“We call France, the country of the Paris agreement, to launch a major project to make the fight against climate change a priority of national education and higher education, and make the school a laboratory of the transformation of society.”
This vibrant call made by Valérie Masson Delmotte, vice president of the IPCC workgroup 1 and Laurence Tubiana rightly questions our capacity to act upon climate change from an educational perspective.
Why should we believe in the overwhelming power of education to act upon climate change? Why would climate change education succeed in raising awareness and changing behaviours when environmental politics have been a dismal failure?
The New York Times asked a simple key question in one of its surveys:
Do you think schools should teach about climate change? Why or why not?
That is the first question we must answer!
Others follow: Should students learn about the natural and human causes of global warming? Should they learn about solutions? Should they learn about the politics related to it? Why do you think these topics should or should not be included in science curriculum?
Once the questions are raised about students, come the questions about teachers and their ability to teach climate change.

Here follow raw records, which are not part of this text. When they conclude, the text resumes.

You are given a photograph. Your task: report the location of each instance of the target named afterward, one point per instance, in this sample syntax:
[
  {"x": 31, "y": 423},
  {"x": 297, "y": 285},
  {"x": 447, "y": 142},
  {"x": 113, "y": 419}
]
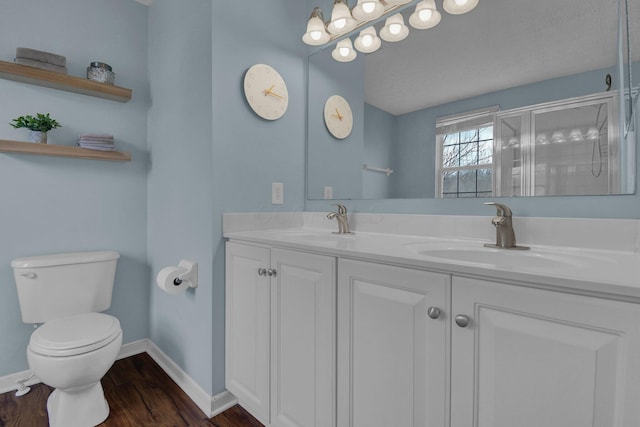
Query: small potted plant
[{"x": 38, "y": 125}]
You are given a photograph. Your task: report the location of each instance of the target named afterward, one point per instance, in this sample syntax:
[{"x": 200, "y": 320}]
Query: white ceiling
[{"x": 500, "y": 44}]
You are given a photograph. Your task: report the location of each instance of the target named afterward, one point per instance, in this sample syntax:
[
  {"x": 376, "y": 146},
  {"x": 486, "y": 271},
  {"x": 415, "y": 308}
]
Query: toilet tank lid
[{"x": 64, "y": 259}]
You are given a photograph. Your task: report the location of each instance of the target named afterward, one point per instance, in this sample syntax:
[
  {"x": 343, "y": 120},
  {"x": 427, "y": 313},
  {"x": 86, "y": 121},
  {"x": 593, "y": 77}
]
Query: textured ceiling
[{"x": 500, "y": 44}]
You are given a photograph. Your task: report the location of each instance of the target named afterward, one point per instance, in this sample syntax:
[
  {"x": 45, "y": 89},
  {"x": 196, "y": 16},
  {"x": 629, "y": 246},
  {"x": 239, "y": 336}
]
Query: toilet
[{"x": 76, "y": 344}]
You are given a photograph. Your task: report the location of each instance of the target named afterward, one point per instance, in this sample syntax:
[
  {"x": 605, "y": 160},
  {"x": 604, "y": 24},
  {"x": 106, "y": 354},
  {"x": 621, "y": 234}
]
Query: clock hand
[
  {"x": 273, "y": 94},
  {"x": 268, "y": 91}
]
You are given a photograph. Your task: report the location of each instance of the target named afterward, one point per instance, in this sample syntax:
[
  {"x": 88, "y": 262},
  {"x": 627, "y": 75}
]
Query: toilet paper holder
[{"x": 190, "y": 275}]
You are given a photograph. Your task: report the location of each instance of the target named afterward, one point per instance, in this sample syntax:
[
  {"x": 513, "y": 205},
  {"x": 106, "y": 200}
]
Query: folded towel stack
[
  {"x": 100, "y": 142},
  {"x": 40, "y": 59}
]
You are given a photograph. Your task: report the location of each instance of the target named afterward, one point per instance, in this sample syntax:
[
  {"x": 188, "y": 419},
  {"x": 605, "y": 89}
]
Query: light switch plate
[
  {"x": 328, "y": 193},
  {"x": 277, "y": 193}
]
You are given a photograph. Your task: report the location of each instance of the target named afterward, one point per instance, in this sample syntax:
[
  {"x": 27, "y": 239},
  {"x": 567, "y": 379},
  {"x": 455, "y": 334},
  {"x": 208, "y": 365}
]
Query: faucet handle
[
  {"x": 503, "y": 210},
  {"x": 342, "y": 210}
]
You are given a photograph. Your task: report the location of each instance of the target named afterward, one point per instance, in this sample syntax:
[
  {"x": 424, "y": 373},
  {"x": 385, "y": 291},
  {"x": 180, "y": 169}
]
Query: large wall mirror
[{"x": 515, "y": 98}]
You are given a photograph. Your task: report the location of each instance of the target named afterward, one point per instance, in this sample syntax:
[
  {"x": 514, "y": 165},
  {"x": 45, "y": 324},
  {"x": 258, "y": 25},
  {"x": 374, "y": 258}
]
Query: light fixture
[
  {"x": 558, "y": 137},
  {"x": 341, "y": 19},
  {"x": 368, "y": 41},
  {"x": 425, "y": 16},
  {"x": 394, "y": 29},
  {"x": 576, "y": 135},
  {"x": 344, "y": 51},
  {"x": 368, "y": 10},
  {"x": 542, "y": 139},
  {"x": 593, "y": 134},
  {"x": 458, "y": 7},
  {"x": 316, "y": 34}
]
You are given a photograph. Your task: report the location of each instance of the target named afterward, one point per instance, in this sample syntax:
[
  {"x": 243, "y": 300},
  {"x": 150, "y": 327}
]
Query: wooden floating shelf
[
  {"x": 20, "y": 147},
  {"x": 51, "y": 79}
]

The NCSE/Penn State survey found a robust correlation between ignorance of the level of the scientific consensus on climate change and willingness to use pedagogical techniques: 10 percent of the teachers declared rejecting human responsibility over climate.
More dangerous, is the tendency to use fallacious pedagogical arguments such as encouraging students to “debate the likely causes of global warming” or “come to their own conclusions” on the topic to foster doubt or denial about climate change.
The following question was raised on a debate platform (see here): Should climate change be taught in schools?
We can read answers from climate deniers such as: “Climate change is a myth. God is the great and merciful and we have to act accordingly to his emotions. Acid rain is simply God crying angry tears at the reduction in the burning of forests.”, Much more worrying is the following answer: “All theories, whether they be evolution, climate change, or any other kind of theory should be taught in school. As long as they are backed up with facts and great minds behind them, I do not see why climate change would be any different. Of course, there should be a counterpoint to any theory which should also be taught.”
The pedagogical argument for debate in the classroom is in that case the starting point of climate change denial. And denial is at work on many more issues that we now consider as part of what must be taught in school. It happens with climate change and also with evolution, sexual abuse, gender, antisemitism…
Even if we rightly believe that education is part of the answer on climate change, we may question the efficiency of teaching in this matter. Ivan Illich criticized the “illusion on which the school system rests (assuming) that most learning is the result of teaching”. For him, “most learning happens casually”.
Margaret Mead argued that fighting back the dangers facing our planet should begin by understanding “the immense and long-term consequences of what appear to be small immediate choices”. Is it the responsibility of schools and teachers?
Protecting nature can’t be reduced to an educative challenge. French anthropologist Claude Levi-Strauss, once argued that “protecting nature is a right of the environment in regard to man”. Enforcing this right is maybe first a matter for lawyers and not for teachers.